El puerto de la ciudad de Liverpool, mítico para la poesía canaria por el poemario de José María Millares Sall, te decepciona bastante. De entrada, porque se trata de un aséptico puerto en la desembocadura de un río que entró en crisis en los años setenta, y que hoy ofrece un conjunto de muelles de ribera, muelles de diseño, monumentales y tecnificados, muelles con menos barcos pero con abundancia de museos y recordatorios, muelles ausentes de aquellas multitudes de hombres alcohólicos y sudorosos que describía José María: Vosotros que de cada rincón saltáis de una bodega a otra / como sapos de azufre ardiendo, como tristes pezuñas de lagarto, / para husmear el rojo carbón de las calderas, / para darle vida al hierro como al alba le dais su fruto…  José María se dejó llevar por su sueño de un Liverpool efervescente, un Liverpool que sentó las bases de su riqueza en el tráfico de esclavos durante el siglo XVIII, cimiento de una historia naval gloriosa que arrancó en la desgracia de miles de hombres y mujeres de África.

También decepciona porque uno tiene la imagen engrandecida de lo que fue el imperio, cuando a mediados del XIX la mitad del comercio mundial pasaba por aquí, cuando entraban más de 30.000 barcos al año con materias primas y salían con tejidos elaborados en la vecina Mánchester. Pero lo que Liverpool ha perdido en dinamismo lo ha ganado en edificios artísticos y en galerías de arte, en suntuosas y monumentales presencias, en calles peatonales que desde comienzos de noviembre muestran una animación extraordinaria porque la Navidad es la gran fiesta anglosajona, la fiesta con mayúsculas, uno de los poquísimos momentos en que la familia se reúne para celebrar algo. Bajo la permanente lluvia caminamos desde la monumental estación al conjunto de museos próximos, edificios de gran contundencia. Una notable arquitectura, solemne, pesada, definitoria del apogeo que la urbe tuvo en el pasado, y en la que hoy se intercalan modestos rascacielos. Resultan empalagosos los cruces de peatones, pues con esto de la conducción por la izquierda uno se arma un lío.

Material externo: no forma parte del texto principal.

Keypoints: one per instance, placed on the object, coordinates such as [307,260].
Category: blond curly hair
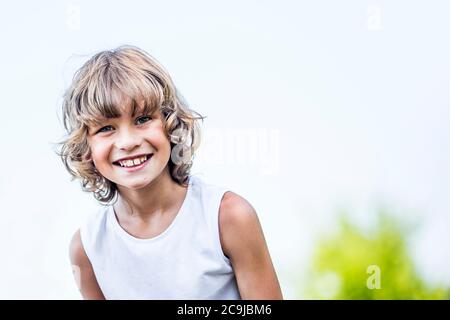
[97,91]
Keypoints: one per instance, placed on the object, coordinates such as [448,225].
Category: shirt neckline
[125,235]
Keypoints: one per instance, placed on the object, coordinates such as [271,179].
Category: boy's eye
[104,129]
[143,119]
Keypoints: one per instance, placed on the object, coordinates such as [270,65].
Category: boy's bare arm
[83,272]
[243,242]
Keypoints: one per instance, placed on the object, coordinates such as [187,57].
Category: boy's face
[115,139]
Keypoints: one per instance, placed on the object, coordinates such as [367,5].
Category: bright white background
[335,103]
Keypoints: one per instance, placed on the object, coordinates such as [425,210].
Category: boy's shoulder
[237,217]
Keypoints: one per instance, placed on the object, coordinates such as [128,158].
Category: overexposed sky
[314,105]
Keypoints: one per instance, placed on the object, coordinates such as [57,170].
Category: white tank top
[185,261]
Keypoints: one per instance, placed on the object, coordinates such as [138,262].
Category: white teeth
[133,162]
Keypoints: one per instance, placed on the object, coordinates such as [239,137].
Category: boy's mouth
[133,162]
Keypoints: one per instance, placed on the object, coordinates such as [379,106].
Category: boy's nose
[128,140]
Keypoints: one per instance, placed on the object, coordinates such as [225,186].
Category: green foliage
[352,264]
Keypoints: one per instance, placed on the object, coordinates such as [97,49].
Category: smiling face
[130,151]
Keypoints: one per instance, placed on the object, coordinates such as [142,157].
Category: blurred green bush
[352,264]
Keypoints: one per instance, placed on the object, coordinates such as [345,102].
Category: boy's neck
[161,196]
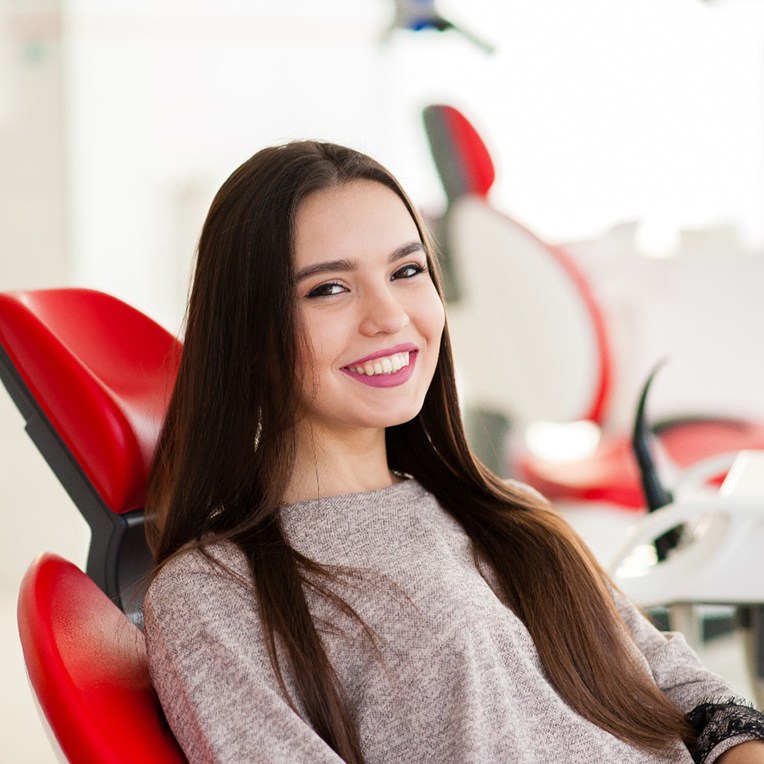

Una ciudad acogedora, sin estrés, como todas las ciudades provincianas de las Islas Británicas que sin embargo laten con fuerza. El ayuntamiento con sus columnas corintias y su cúpula, la majestuosa estatua de Nelson en el palacio de la bolsa, la enorme catedral. De las pocas ciudades del mundo que retiene a la mayoría de sus universitarios cuando terminan la carrera, una urbe con gran presencia de galerías de arte y de museos, auditorios y teatros, centros comerciales, puestos callejeros donde se venden todo tipo de artículos relacionados con el célebre equipo de fútbol local. Y dejando atrás el ayuntamiento caminamos contra la lluvia hacia el Albert Dock, desde éste nos adentramos por calles que hablan de música. El recuerdo de The Beatles está omnipresente, igual que las omnipresentes cinco copas de Europa de su legendario equipo de casaca roja. Por favor, abridme paso, dejadme cruzar este túnel de plomo, / que quiero ser el primero en llegar con mi sangre a los muelles de Liverpool. Cuando subimos al tren de regreso -por cierto: Liverpool-Mánchester fue la primera línea ferroviaria de todo el mundo-, revolotean por la mente los versos duros como mazazos de un libro imborrable, un torrente de imágenes, la mirada visionaria y cosmopolita de un poeta veterano poco comprendido en su momento, un luchador empedernido por su ardiente palabra, que tan sólo en su último año de vida recibió los honores negados durante largos y casi interminables años de desidia y de olvido.